The shares are trading at $6.13 at the time of writing — close enough to four times their price of just 11 short months ago.
That 300% gain won’t show up anywhere, of course.
And I’m not suggesting it should — after all, our cost base is $5.39, not $1.56.
But here’s the thing: plenty of people were selling at $1.56 in March. Plenty sold for $2.00 and $2.50 either side of that low, too.
No, I’m not doing victory laps. We’re up, but still lagging the market.
But I am mindful that it could have been a whole lot worse. We could have given in to the gloom. We could have sold, in sadness and frustration.
And, if we had, we would have missed out on the almost-300% gain that we earned just by refusing to let the market call the tune.
(I should add, too, that while we didn’t pick the very bottom of the share price journey, we did re-recommend Virtus to our members at $2.90 in April. Taken together, our Virtus position is ahead of the market.
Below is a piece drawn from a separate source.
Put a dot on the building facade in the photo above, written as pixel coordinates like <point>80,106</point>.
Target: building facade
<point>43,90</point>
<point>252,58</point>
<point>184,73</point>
But that’s not my point.)
So, while we should all focus on the net result from our investments (and time will tell whether we simply overpaid for Virtus the first time around), it’s important that we sometimes break down the components of our results, to isolate the lessons — successes and mistakes — that go into the final score.
If I was a footy coach, I might talk about a game of two halves.
If I was a management consultant, I might say focus on the process, and the result will look after itself.
But, as a simple investor, I’m going to remind you that past prices, chart patterns and the market’s current moods should be irrelevant.
The only thing that matters is today’s price and long-term future, business performance.
That’s not always easy to remember — or put into practice — when times are tough.
But if you can, it might just meaningfully improve your results.